Zasłuchując się w wyłącznie najnowsze twory zapominamy, że kiedyś też był świat, owszem, wyglądał inaczej (miłość miała właściwy sobie sens), ale to nie znaczy, że był gorszy, bo nie było laptopów, tabletów i płaskich telewizorów.
Kiedyś po prostu ludzie inaczej dostrzegali różne rzeczy i taki stan świata, jaki jest dzisiaj był dla nich nie do przyjęcia. Chociaż z pewnością ja również, gdybym żyła w latach dwudziestych dwudziestego wieku, również nie mogłabym sobie tego wyobrazić.
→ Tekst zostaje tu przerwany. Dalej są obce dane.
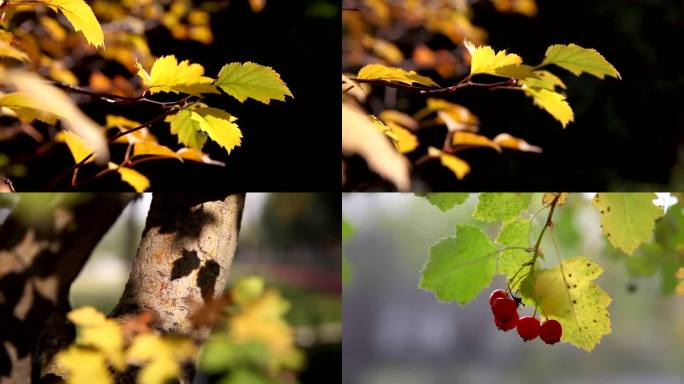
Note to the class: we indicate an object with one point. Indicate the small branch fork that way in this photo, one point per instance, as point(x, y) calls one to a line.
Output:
point(535, 250)
point(167, 109)
point(465, 83)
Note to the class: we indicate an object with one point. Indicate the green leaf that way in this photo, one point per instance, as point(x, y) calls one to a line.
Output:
point(347, 230)
point(501, 206)
point(552, 102)
point(569, 295)
point(446, 200)
point(578, 60)
point(514, 234)
point(186, 129)
point(627, 219)
point(395, 75)
point(246, 80)
point(458, 268)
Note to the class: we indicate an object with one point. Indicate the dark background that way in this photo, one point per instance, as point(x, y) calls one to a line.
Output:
point(627, 134)
point(284, 143)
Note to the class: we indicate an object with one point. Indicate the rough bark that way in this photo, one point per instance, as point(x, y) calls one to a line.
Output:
point(183, 259)
point(38, 262)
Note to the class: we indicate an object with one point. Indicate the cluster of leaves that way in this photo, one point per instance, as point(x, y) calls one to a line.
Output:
point(360, 131)
point(102, 344)
point(253, 344)
point(35, 44)
point(461, 266)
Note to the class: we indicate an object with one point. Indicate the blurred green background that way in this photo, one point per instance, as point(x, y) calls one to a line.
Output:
point(396, 333)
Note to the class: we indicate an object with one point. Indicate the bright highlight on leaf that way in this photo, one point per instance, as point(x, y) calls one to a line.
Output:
point(455, 164)
point(504, 207)
point(568, 294)
point(628, 219)
point(446, 200)
point(168, 75)
point(485, 60)
point(553, 103)
point(134, 178)
point(397, 75)
point(458, 268)
point(82, 18)
point(250, 80)
point(578, 60)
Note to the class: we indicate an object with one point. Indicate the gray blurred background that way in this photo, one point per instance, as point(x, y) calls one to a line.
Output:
point(395, 333)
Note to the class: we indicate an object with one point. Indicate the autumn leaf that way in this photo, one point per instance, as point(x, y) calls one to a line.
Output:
point(456, 165)
point(360, 136)
point(82, 18)
point(251, 80)
point(578, 60)
point(553, 103)
point(485, 60)
point(394, 75)
point(168, 75)
point(60, 104)
point(26, 107)
point(504, 140)
point(134, 178)
point(568, 294)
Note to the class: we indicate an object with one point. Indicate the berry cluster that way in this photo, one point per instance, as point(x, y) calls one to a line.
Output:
point(506, 317)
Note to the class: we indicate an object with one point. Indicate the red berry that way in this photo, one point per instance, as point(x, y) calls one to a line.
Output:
point(498, 294)
point(550, 331)
point(507, 326)
point(528, 328)
point(505, 309)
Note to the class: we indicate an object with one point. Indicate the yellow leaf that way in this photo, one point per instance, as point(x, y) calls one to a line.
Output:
point(136, 179)
point(8, 50)
point(568, 294)
point(390, 115)
point(84, 366)
point(82, 18)
point(360, 136)
point(150, 148)
point(578, 60)
point(159, 356)
point(544, 79)
point(108, 338)
point(261, 321)
point(485, 60)
point(504, 140)
point(398, 75)
point(86, 317)
point(167, 75)
point(554, 103)
point(77, 146)
point(459, 167)
point(219, 126)
point(251, 80)
point(60, 104)
point(26, 107)
point(469, 139)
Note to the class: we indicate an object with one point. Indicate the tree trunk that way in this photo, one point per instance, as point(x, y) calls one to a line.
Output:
point(39, 259)
point(183, 259)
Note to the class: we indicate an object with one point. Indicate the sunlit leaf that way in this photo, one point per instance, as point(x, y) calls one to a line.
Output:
point(251, 80)
point(578, 60)
point(82, 18)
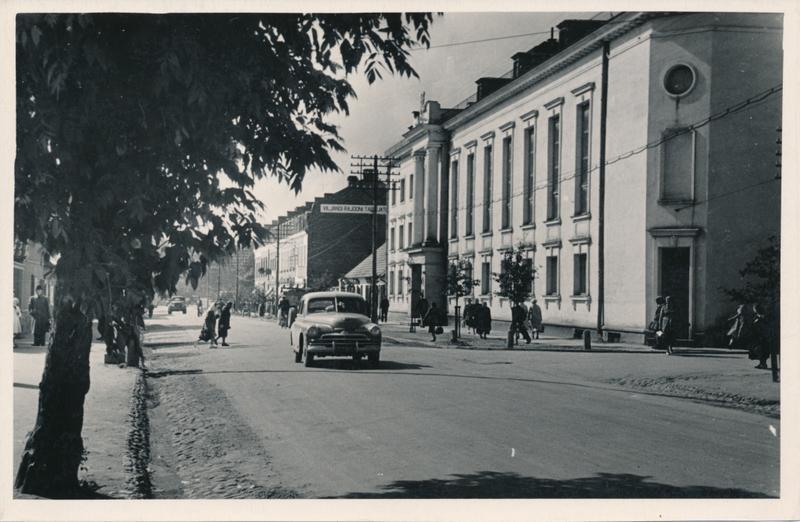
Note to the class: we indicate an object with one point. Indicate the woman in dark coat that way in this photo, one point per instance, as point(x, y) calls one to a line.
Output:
point(225, 322)
point(665, 325)
point(208, 333)
point(484, 321)
point(432, 320)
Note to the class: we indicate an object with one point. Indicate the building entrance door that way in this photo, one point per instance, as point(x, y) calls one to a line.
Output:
point(416, 288)
point(675, 266)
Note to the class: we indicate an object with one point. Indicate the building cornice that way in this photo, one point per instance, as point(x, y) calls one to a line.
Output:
point(621, 24)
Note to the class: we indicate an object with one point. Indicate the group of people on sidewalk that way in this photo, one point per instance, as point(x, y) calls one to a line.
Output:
point(212, 329)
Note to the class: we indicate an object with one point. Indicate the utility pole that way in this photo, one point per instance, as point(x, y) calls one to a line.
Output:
point(377, 163)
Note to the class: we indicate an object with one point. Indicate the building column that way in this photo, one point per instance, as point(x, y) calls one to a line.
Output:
point(419, 195)
point(432, 194)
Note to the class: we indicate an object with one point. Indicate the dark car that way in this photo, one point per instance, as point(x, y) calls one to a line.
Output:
point(334, 324)
point(176, 304)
Świat się zmienia, a wraz z nim myślenie ludzkie...
Z pewnością my wszyscy musimy w nim trwać, chociaż powinniśmy go ulepszać.
Przyznajcie, fajnie by było mieć artystę w swojej rodzinie?
Ja uważam, że tak!
Uwielbiam takich artystów jak on i sądzę, że gdyby był moim dziadkiem (nie urażam oczywiście mojego dziadka) bylibyśmy sobie bardzo bliscy. 
Poza tym, oboje jesteśmy spod tego samego chińskiego zodiaku. 
A przecież James Byrnes to legenda amerykańskiego bluesa, chociaż nie wybił się sławą za pomocą muzyki, a dopiero w aktorstwie podczas zagrania postaci dziś tak bardzo cenionej po latach przez fanów serialu Beast Wars. Jest artystą z krwi i kości. Mnie też rodzice nazywają artystką, bo piszę opowiadania, wiersze i rysuję (może nie równam się z Piccassem, ale zawsze...) Przypadek?
Z pewnością nie. 
Szanuję go tak, jak się szanuje swojego idola. Każdy człowiek, nie tylko sławny i bogaty zasługuje na szacunek. Wszyscy jesteśmy społeczeństwem. 
Ludzie są ludźmi... jak w piosence Depeche Mode. 
Co do Jima Byrnesa...
Nigdy się nie rozstanę z jego twórczością!


To już wszystko, ludziska... kończymy ten koncert ;)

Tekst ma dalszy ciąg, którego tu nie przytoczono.